Since Fresh, and in the five years prior, there has been a surge in Edmonton’s food activities. At the height of our growing season, Edmonton has over 80 community gardens in bloom. An increase in farmers’ markets and vendors, school programs – such as aquaponics design at Jasper Place High School under Bajer – and anecdotal evidence of incremental growth in programs like Little Green Thumbs and Yard Share are only a few of the examples. But Fresh is still not mandated.
Cockrall-King worries that Fresh doesn’t have enough teeth to balance the profit motives for a city that’s always hungry for land. “When you drive south between South Edmonton Common and the International Airport, single-family units still seem to be the predominant vision,” she remarks.
Janelle Herbert, the third-generation owner and operator of Riverbend Gardens, a 120-acre market garden farm in the city’s northeast, worries that Fresh was done simply to “tick the box to appease the public.” Herbert gets all kinds of answers when she asks about a proposed interchange over Highway 21 that could wipe out three-quarters of her farm when the Horse Hill development grows. She believes some goodwill comes out of the food policy, but says its intentions were never to change the land-development process in any way. She wants to see an area structure plan for Horse Hill that includes some protection for her farm. “Why are agricultural zones not included in residential development plans the same way commercial and industrial zones are?”
The conversation around land use remains contentious. There are landowners who want protection, and then there are those who have waited years for the city boundary to reach them so they can cash out. Jodie Wacko with Beaverbrook, an Alberta land developer, concedes, “Most farmers are very protective of their land.” He grew up on a farm and still has farmland in the family. “Farmers work their whole lives to build up the equity in their land. No one forces them to sell; it’s an individual’s choice.”
Edmonton is a city with a notable agricultural history. Today, Northlands’ legacy continues in educational agriculture programming, playing host to events like the FarmTech Conference and the Canadian Finals Rodeo (CFR), and allotting one acre of its land to an urban farm called Lactuca.
Business partners Kevin Kossowan and Travis Kennedy grow a diverse offering of mixed heirloom and hybrid fruit and vegetable crops, with a specialization in salad green production, in an urban garden at 112th Avenue and 79th Street. Their produce goes to some of Edmonton’s finest restaurants.
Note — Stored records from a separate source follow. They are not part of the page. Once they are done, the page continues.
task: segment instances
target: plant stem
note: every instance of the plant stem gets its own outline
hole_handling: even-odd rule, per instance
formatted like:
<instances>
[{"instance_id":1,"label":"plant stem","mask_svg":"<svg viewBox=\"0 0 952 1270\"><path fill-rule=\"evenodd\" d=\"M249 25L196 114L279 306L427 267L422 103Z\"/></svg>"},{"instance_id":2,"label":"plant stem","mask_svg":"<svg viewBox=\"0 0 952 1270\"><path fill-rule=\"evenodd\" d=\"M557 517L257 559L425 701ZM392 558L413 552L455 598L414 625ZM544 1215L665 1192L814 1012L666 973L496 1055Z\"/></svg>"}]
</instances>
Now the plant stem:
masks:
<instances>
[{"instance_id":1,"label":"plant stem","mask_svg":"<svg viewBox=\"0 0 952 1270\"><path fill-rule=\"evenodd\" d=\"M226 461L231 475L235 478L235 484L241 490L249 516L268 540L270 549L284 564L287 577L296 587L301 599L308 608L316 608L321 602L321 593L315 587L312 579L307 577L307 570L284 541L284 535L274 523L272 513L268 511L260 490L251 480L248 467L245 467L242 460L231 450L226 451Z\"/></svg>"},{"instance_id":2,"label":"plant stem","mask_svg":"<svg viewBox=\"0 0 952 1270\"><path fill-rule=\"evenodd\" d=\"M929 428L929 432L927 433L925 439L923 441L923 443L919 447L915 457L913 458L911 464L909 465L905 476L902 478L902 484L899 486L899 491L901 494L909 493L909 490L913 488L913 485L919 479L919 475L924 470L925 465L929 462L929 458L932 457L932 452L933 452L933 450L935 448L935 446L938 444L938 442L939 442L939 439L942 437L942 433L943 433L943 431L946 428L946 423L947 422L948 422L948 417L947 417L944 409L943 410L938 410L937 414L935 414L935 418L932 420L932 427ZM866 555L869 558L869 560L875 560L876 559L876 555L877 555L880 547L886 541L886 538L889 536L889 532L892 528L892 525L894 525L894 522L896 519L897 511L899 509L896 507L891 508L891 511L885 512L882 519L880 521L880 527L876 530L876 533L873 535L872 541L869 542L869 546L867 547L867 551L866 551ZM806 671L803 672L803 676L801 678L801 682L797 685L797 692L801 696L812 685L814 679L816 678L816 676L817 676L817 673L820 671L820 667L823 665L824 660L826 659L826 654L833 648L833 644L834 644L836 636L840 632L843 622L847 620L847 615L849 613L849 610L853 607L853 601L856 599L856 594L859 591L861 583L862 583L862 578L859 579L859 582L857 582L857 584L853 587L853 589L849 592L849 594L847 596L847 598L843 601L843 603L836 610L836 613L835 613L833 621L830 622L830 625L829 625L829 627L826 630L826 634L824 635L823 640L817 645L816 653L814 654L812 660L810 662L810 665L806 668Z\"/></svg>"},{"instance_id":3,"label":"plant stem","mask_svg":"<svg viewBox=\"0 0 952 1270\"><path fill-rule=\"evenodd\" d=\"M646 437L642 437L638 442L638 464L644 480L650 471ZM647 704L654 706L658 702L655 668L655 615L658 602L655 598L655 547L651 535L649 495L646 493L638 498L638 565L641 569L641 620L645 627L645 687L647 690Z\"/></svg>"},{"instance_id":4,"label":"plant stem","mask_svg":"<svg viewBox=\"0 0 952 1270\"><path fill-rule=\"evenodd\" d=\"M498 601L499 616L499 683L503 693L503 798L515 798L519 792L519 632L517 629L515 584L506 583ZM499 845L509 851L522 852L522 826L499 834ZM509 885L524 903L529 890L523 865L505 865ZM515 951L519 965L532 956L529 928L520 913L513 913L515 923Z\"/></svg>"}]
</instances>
But there was a time between the 1950s and the 1980s when Edmontonians chose conformity over gardening; trimming ornamental hedges and keeping pristine yards with bright green, manicured lawns pushed out potato harvests. “There was a social perception that having a garden meant you couldn’t afford to go to the grocery store,” says Cockrall-King. “It somehow lowered your economic status.”
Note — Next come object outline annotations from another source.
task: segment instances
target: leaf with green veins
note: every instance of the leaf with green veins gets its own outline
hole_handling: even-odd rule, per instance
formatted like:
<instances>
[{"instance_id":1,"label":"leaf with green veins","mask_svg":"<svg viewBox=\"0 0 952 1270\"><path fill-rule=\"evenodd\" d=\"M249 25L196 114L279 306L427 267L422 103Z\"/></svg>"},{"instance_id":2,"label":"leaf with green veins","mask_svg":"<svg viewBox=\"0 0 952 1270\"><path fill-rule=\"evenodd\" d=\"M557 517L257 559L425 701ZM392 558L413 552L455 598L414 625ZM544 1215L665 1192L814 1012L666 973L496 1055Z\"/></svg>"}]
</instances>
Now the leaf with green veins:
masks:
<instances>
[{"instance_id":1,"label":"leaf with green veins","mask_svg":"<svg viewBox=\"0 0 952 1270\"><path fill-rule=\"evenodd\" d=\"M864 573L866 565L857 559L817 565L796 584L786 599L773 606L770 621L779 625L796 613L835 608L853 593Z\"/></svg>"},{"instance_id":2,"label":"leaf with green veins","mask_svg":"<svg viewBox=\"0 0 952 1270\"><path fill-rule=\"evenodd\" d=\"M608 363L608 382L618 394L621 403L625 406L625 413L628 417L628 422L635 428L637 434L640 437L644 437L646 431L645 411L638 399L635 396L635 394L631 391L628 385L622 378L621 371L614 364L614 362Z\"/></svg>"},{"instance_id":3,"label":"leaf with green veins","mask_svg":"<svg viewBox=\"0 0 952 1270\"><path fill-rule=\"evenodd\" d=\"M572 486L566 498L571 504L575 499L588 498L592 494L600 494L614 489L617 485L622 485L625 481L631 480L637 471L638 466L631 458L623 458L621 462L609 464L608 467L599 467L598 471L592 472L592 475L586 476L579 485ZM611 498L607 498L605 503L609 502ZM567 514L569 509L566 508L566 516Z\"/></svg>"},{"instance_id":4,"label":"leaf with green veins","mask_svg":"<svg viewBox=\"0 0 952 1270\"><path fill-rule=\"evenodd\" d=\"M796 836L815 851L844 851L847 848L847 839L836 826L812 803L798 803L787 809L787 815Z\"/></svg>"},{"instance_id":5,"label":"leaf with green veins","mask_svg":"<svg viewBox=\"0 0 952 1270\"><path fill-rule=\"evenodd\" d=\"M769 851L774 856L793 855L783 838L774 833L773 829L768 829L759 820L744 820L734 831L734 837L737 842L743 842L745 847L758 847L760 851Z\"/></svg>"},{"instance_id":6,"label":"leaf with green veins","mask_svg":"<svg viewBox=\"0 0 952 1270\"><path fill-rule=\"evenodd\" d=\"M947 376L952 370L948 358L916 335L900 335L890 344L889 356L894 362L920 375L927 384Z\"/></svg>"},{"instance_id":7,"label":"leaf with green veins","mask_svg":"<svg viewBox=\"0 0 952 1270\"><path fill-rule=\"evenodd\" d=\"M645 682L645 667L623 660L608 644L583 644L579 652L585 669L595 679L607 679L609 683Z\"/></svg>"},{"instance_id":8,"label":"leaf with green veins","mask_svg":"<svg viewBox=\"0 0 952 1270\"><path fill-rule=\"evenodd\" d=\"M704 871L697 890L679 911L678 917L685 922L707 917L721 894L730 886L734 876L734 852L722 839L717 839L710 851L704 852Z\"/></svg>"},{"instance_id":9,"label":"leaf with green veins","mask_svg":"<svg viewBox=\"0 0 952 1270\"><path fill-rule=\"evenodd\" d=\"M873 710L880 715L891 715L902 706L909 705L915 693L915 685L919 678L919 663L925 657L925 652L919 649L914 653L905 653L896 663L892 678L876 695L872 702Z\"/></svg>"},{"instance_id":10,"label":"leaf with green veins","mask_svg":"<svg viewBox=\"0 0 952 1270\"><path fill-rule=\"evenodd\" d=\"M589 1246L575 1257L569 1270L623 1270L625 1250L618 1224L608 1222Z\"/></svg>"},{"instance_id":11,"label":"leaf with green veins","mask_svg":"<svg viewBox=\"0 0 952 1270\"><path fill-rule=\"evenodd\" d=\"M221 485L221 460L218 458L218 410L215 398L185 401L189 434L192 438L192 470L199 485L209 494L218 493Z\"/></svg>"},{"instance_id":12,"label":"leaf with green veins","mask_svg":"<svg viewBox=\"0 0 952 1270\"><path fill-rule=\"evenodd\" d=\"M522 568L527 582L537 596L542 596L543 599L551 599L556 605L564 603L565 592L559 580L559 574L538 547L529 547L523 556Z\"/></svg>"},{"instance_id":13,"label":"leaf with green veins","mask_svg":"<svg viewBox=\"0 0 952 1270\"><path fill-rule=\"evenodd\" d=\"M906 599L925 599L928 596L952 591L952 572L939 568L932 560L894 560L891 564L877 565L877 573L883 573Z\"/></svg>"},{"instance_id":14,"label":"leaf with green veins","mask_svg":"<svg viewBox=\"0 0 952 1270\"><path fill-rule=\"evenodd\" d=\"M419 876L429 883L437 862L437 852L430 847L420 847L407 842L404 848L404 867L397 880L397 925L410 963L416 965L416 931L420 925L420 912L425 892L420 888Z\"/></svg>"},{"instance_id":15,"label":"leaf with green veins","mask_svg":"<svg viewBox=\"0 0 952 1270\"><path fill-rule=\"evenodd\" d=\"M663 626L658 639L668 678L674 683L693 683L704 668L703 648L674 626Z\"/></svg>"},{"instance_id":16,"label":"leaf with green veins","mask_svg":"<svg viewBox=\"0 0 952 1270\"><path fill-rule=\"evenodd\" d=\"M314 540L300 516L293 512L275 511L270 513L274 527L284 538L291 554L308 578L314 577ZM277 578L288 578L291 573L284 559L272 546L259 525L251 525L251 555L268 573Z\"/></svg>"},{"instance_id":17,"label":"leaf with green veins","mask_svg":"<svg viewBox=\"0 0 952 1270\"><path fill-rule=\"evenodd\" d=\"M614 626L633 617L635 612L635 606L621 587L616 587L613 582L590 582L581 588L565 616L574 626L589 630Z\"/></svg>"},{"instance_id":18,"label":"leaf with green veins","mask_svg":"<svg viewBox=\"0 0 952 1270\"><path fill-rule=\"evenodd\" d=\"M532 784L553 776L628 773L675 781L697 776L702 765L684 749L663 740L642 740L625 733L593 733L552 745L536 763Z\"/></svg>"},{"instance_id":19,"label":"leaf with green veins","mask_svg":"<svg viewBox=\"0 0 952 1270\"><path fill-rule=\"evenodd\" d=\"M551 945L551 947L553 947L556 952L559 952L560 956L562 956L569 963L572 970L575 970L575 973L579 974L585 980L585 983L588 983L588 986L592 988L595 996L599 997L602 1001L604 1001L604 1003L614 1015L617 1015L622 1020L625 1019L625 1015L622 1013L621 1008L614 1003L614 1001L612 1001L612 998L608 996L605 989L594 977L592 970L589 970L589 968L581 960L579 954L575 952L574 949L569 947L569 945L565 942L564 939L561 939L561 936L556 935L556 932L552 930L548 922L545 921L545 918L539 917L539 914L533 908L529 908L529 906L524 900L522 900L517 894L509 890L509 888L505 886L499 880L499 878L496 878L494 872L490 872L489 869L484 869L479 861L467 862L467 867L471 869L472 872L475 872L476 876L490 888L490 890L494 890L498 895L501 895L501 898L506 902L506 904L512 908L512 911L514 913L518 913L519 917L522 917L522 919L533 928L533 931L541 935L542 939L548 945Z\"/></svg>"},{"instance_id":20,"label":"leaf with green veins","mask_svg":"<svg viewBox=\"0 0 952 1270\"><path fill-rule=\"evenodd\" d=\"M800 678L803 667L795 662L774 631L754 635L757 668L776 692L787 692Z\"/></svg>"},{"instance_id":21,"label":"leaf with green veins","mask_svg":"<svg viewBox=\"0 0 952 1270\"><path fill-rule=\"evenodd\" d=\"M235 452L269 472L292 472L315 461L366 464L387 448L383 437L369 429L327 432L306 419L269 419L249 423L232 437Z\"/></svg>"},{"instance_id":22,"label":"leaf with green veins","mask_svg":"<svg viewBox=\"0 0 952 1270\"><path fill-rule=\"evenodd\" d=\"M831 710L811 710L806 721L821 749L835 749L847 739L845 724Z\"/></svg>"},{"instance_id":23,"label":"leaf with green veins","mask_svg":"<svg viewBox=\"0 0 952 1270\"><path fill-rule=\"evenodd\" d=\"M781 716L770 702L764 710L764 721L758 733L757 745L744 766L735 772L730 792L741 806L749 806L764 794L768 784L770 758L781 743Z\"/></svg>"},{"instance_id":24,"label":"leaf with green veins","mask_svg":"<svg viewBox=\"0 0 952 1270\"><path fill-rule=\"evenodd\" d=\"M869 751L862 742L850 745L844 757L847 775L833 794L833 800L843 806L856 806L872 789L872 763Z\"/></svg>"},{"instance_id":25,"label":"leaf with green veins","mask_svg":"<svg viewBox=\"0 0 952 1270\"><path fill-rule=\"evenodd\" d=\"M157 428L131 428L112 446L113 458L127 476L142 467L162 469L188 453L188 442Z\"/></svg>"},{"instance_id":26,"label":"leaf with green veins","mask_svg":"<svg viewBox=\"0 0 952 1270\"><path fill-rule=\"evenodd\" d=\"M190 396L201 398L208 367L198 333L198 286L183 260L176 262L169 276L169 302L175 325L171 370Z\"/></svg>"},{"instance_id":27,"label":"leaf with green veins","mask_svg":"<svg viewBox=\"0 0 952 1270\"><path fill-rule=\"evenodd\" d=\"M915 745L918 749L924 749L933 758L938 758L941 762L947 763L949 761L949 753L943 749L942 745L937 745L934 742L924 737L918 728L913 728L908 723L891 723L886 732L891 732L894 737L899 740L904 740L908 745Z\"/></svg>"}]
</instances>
Establishing a sustainable local-food system is about more than what lies at the bottom of our grocery bags. “We are reclaiming our agricultural past and becoming more connected with our food and moving away from some of the large-scale commercial agriculture that we are so dependent on,” says Hamilton.
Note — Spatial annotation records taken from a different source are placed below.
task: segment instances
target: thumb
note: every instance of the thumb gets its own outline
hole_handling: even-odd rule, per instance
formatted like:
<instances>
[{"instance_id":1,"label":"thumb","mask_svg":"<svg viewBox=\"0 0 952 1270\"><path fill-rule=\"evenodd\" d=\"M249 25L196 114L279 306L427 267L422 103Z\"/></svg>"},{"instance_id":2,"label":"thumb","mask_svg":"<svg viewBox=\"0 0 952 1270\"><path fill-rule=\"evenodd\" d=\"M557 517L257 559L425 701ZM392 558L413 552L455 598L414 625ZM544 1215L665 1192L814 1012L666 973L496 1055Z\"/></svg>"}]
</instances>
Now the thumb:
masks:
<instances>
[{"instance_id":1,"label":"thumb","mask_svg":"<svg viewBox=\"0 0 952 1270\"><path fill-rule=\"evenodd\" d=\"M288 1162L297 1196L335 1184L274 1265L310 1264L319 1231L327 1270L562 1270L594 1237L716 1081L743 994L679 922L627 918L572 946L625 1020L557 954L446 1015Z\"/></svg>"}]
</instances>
Whatever the reason to participate in our current food movement – whether that is building social equity, educating future generations or just believing in a tastier carrot – keeping urban agriculture sustainable is a fragile business, especially when a city is growing. In the last two years alone, 60,000 people have moved to the Capital Region, many of whom come looking for affordable ground-oriented dwellings, says Wacko. “Edmonton is unique in that it has multiple nodes of employment outside the downtown core, including the industrial heartland and Nisku, and it makes sense that people want to work close to where they live.”
In 2012, Edmonton’s population density was 1,168 people per square kilometre, compared to Winnipeg’s 1,428 and Vancouver’s 5,243. There are approximately 26 current area structure plans that stud Edmonton’s perimeter. With no obstacles to lock Edmonton in, the annexation of land – including the most recent 12,000-hectare Edmonton International Airport proposal – continues.
“Fresh has been successful in building awareness of the food movement, but I worry that the smaller initiatives are ignoring the fact that we are still selling off tremendous amounts of quality farm land for development,” says Cockrall-King. “We need to ask, ‘Are we being placated with bee and hen pilots while it’s business as usual?'”
Edmontonians increasingly want to be close to what we consume; how our food is bred or grown has become a personal matter. But we are still in the infancy of our food movement, and though Fresh is far from flawless, it is accurate in one significant way: Its success will depend on whether or not it manages to engage Edmontonians. Bajer assures: “If the public is calling for changes in urban agriculture – if that is what the people want – the developers will follow.”